The Gratuitous Promise

The Gratuitous Promise: not worth anything, but I'm making it anyway!.........My thoughts as a stay-at-home mom turned law student, who just passed the California bar exam.

Monday, February 27, 2006

I'm am SO unprepared!

That is how I feel anyway....both for the CivPro midterm tomorrow and my Legal Analysis paper that is due on Friday. I wrote my paper "thinly" getting in the skeletal arguments and fact comparisons, but not fleshing it out completely. It is 5 pages as is, so I think that leaves me just enough room to beef it up in the ways I know it needs it, but I just don't feel good about this one. I know it is not going to be another 99. That's ok. I don't expect that. Getting a 99 was just a huge bonus. But somehow, I feel like I'm missing something major. I guess I'll email my professor for help on the structure, and maybe something will click with me.

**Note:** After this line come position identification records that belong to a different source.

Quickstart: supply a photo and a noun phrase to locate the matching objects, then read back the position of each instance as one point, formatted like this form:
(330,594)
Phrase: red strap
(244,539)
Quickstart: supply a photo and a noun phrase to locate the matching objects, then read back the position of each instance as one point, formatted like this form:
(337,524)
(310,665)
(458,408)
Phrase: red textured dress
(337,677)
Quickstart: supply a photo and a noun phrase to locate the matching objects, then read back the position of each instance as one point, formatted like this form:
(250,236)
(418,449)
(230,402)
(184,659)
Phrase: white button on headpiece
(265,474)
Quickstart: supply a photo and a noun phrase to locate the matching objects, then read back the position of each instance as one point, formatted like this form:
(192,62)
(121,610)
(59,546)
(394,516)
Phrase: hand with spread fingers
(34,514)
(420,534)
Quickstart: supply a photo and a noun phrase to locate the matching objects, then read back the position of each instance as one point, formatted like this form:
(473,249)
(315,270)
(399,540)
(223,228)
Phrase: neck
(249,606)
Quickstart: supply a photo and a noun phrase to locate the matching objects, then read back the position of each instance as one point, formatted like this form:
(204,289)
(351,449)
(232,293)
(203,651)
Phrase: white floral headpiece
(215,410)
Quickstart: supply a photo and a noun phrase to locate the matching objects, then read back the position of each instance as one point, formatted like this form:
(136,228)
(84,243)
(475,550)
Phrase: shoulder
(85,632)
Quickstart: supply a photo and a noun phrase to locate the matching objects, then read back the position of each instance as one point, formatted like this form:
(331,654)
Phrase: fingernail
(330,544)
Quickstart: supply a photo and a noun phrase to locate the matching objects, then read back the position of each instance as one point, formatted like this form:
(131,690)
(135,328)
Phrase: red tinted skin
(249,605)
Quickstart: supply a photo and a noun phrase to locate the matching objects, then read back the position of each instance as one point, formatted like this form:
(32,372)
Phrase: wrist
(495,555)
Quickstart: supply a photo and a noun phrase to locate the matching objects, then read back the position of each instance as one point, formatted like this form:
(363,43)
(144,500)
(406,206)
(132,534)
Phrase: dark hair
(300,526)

I feel totally overwhelmed by CivPro. When I went to the Saturday review session a few weeks ago, it was all making sense. Now, when I go over old tests, my heart starts to race and I think, "How would I possibly answer that?" What is it about this class that just freaks me out? Maybe because I don't see a "formula" or consistency. When I met with my professor and asked him about 2 answers from the fall midterm that I clearly had in my answer, yet had not received points for, his reply was, "Well, you're not going to like this. But I look at the entire answer the student has given. And even if they have a particular answer down, if I don't think they really understand the concept, I don't give them the points." While I understand his thinking, how screwed up is that if you are the student who misses those points? So now, not only do I need to say the right words and do the right analysis, somehow in the process I need to convince my professor that I actually understand everything I say!

At least in 36 hours, the exam will be just about done. I just wish I had the confidence in this class that I have in my other 3 classes. Now, off to study!